移動する時間帯を変えることができるのであれば,ラッシュ時を避けましょう。そうすれば,あなたも他のドライバーも助かります。そして,きちんと駐車するなら,交通の流れを妨げずにすみます。とはいえ,できる限りの計画を立てても渋滞にはまってしまうことがあるでしょう。そんなときは,ちょっとした気の持ちようで,いらいらを減らすことができます。―上の囲みをご覧ください。

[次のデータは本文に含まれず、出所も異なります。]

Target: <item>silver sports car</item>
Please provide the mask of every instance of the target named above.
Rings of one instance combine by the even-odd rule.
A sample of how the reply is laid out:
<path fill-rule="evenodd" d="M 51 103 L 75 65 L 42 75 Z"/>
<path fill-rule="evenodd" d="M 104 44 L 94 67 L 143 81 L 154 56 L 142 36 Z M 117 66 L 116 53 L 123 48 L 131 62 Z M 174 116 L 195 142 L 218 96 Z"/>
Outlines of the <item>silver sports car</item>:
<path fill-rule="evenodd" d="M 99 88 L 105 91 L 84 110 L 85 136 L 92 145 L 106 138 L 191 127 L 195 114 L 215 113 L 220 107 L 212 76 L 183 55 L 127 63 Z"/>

大都市に住んでいる人は,交通混雑を現実として受け入れなければなりません。それでも,個人としてしっかり手だてを講じ,他のドライバーに礼儀正しさと辛抱強さを示すなら,渋滞にうんざりする気持ちを幾分なりとも軽くすることができるでしょう。

[23ページの囲み記事/図版]

渋滞しても穏やかな気持ちでいるために

マドリードでタクシー運転手をしているハイメは,30年以上も渋滞と付き合ってきました。いらいらしそうな状況でも冷静さを保つコツは:

■ 読む物を持って行きます。そうすれば,車が全く進まなくても,あまりいらいらせずにすみます。

■ のろのろ運転の時には,ラジオでニュースを聞いたり,聖書朗読のテープをかけたりします。そうやって,渋滞以外のことを考えるようにするわけです。

■ クラクションは絶対鳴らさないことにしています。鳴らしても,他の人の神経を逆なでするだけで,何の役にも立たないからです。他のドライバーに礼儀正しく接するなら,自分も相手もストレスを減らせます。

■ 乱暴なドライバーがいたら,自分は穏やかさを失わないようにして,その車からなるべく離れます。何と言っても辛抱第一です。

■ すいた道を探すようにはしますが,お客さんには,道が混んでいると予定より遅れることがあると伝えます。都市部で車に乗ったら,思い通りの時間に着けるとは限らないのです。